Warning: Possible Spoiler
This is the sequel to "Presumed Innocent".
About 20 years after Tommy Molto unsuccessfully prosecuted Rusty Sabitch for the murder of Carolyn Polhemus, they again face off in court. Now, Rusty is now the chief judge for the 3rd Appellate Court, with an eye on the State Supreme Court. Tommy is now the acting Prosecuting Attorney. Tommy is married and has a son, and is a better man than before.. He seems to have learned from his mistakes. Rusty, on the other hand, is having an affair again.
Rusty's wife Barbara is found dead, seemingly of natural causes. But why did Rusty wait 24 hours to call anyone? Tommy's assistant, Jim Brand, is particularly determined to nail Sabitch, Most of the case revolves around the fact that Barbara took phenelzine, and ate food that was known to interact with it.

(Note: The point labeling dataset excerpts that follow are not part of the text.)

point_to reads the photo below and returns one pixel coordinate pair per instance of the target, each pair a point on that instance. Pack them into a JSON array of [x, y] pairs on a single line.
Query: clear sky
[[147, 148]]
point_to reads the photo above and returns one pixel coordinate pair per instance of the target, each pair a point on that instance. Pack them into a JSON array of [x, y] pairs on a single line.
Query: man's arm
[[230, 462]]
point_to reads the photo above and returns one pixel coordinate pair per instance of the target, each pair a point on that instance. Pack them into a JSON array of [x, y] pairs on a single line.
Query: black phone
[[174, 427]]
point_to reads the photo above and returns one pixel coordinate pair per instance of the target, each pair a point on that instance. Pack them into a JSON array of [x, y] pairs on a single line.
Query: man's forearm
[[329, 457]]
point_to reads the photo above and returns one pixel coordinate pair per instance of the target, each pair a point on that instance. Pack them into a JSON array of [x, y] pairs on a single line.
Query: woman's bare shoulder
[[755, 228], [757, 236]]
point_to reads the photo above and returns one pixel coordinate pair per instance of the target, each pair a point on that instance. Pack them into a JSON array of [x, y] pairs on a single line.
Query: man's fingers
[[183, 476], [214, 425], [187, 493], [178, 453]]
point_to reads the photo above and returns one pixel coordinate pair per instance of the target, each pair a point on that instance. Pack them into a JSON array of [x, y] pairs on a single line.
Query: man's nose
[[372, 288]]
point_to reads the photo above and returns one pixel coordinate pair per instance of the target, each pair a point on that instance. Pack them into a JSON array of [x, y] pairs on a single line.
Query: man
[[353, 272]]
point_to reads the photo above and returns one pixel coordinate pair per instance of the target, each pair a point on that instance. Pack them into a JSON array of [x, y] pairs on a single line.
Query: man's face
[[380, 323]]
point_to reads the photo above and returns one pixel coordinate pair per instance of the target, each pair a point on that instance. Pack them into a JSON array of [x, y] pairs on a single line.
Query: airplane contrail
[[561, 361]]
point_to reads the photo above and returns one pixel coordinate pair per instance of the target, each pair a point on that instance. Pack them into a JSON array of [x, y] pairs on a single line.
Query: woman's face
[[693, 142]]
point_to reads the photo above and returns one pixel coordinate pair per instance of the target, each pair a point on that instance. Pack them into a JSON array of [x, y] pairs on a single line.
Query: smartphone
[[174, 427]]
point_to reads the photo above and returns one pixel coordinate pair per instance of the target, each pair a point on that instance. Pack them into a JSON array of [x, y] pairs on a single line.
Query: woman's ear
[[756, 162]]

I really liked the unique style with which Turow told the story. The first half of the book tells of events both prior to, and after Barbara's death, moving easily between the two time frames, and telling the story from different characters' perspectives. The second half of the book focuses on the trial and its aftermath. Throughout the trial, Rusty is supported by his son Nat
Although I very much enjoyed the story, I was disappointed with the ending, which I found to be somewhat anti-climactic. I also found it highly implausible that they'd make it through the entire trial without Nat finding out who his father had had an affair with.
Content warning: There is some offensive language throughout the story, and sometimes there is more information than necessary regarding Rusty's affair.